Are bars of sizes other than 400 ounces for gold and 1000 ounces for silver that have been produced by a refiner on the Good Delivery List also considered London Good Delivery?
The weight of bars must fall within the range specified in the Good Delivery Rules. Bars such as kilobars, 100-ounce and smaller bars are not acceptable in the London market, (though they may be in other markets or exchanges). For further details on kilobars produced by GDL refiners visit www.goldbarsworldwide.com
How long must a refiner be in business before it is eligible to apply for Good Delivery status?
The company should have been in business for five years and the refinery should have an operating history of three years.
Is there a minium requirement for a company's net worth in order to apply for Good Delivery?

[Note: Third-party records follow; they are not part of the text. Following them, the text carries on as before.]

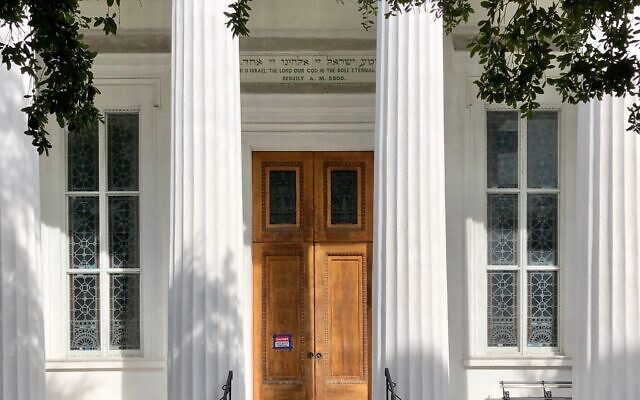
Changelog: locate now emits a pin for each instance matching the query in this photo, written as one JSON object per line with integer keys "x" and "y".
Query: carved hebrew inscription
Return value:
{"x": 307, "y": 68}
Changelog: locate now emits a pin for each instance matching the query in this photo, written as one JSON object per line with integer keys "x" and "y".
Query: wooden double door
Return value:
{"x": 312, "y": 234}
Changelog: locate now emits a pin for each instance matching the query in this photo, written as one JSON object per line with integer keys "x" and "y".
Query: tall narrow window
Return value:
{"x": 104, "y": 235}
{"x": 522, "y": 230}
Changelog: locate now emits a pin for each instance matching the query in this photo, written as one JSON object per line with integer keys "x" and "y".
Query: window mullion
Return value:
{"x": 104, "y": 242}
{"x": 522, "y": 294}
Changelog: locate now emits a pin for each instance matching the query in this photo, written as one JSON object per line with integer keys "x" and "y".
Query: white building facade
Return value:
{"x": 307, "y": 207}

Yes, It should be at least the equivalent of £15 million.
What is the average length of time from the submission of an application to achieving Good Delivery status?

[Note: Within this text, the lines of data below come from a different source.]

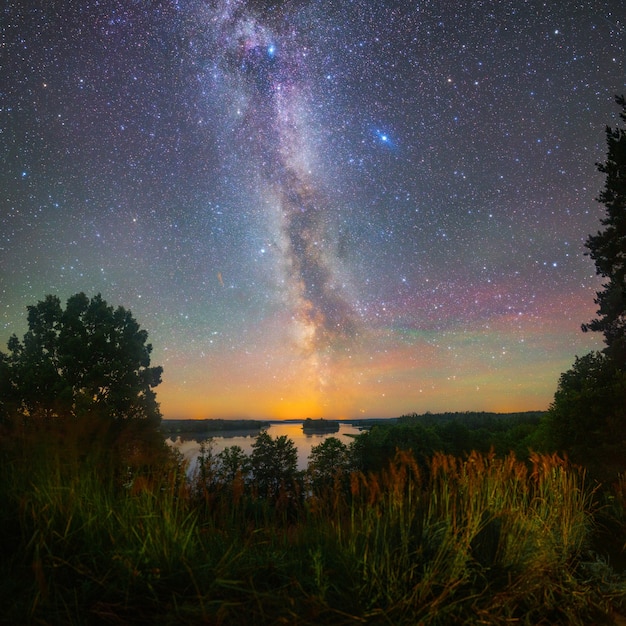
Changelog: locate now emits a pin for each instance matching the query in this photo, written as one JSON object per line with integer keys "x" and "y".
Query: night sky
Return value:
{"x": 316, "y": 208}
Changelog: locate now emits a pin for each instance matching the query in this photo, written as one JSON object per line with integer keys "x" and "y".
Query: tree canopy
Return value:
{"x": 608, "y": 247}
{"x": 89, "y": 359}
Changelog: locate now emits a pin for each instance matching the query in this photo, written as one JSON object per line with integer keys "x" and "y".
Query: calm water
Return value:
{"x": 190, "y": 447}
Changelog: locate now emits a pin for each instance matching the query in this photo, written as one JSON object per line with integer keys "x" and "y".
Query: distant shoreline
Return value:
{"x": 215, "y": 425}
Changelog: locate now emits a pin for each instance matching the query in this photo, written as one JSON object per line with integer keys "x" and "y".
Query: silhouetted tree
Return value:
{"x": 327, "y": 461}
{"x": 273, "y": 464}
{"x": 86, "y": 360}
{"x": 587, "y": 418}
{"x": 608, "y": 247}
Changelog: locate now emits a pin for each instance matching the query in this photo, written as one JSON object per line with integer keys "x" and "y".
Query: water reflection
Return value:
{"x": 189, "y": 444}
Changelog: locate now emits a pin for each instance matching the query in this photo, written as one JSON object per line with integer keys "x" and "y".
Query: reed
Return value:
{"x": 483, "y": 539}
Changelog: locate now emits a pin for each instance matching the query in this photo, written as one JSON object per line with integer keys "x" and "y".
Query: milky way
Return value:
{"x": 315, "y": 208}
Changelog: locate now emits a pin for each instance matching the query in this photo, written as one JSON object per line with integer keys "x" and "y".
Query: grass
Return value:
{"x": 480, "y": 540}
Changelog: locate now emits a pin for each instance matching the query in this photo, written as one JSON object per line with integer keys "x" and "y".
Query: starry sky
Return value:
{"x": 333, "y": 208}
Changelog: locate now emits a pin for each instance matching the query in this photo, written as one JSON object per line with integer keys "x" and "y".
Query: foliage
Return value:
{"x": 608, "y": 248}
{"x": 274, "y": 466}
{"x": 450, "y": 433}
{"x": 479, "y": 540}
{"x": 587, "y": 418}
{"x": 86, "y": 360}
{"x": 328, "y": 461}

This varies depending on how quickly the company is able to provide any additional information that may have been missing from its initial application and how long it takes to provide the sample bars following successful completion of the assay test. Delays may also be encountered in the shipping of samples and the payment of fees which will lengthen the overall application procedure. The minimum timescale from the submission of a complete application to accreditation is approximately four months but an average of approximately 6 months is more likely.
What is the Former List?
The former list includes refiners and the bars which are no longer considered to be acceptable in the London Bullion Market.

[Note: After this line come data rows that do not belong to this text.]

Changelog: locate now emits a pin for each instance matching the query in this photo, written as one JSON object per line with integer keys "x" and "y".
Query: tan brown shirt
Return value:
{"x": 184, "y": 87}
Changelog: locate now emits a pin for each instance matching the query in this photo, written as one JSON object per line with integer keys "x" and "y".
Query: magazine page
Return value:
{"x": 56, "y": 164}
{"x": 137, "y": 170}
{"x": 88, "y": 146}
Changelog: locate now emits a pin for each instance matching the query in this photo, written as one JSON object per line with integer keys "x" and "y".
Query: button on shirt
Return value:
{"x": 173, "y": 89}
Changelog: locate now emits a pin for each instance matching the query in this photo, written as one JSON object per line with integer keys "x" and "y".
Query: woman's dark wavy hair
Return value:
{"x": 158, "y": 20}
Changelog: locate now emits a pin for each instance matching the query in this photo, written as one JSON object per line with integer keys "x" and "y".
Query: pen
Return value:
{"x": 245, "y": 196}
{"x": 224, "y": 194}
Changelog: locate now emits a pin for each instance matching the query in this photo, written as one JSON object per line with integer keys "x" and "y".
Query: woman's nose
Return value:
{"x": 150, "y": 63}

What are some of the reasons that a refiner might be transferred to the Former List?
There are a number of separate cases, which can relate either to a particular bar (as determined by its dimensions and/or marks) or to a particular refinery. A refinery may be transferred to the Former List if:
Its ownership has changed and the new owners are unable to provide satisfactory evidence of their bona fides
It requests to be removed (for instance because it does not wish to pay the annual maintenance fee
It ceases production
Its tangible net worth falls consistently below the LBMA minimum of £15 million
Its production of refined metal falls consistently below the minima specified by the LBMA (10 tonnes pa for gold and 50 tonnes pa for silver)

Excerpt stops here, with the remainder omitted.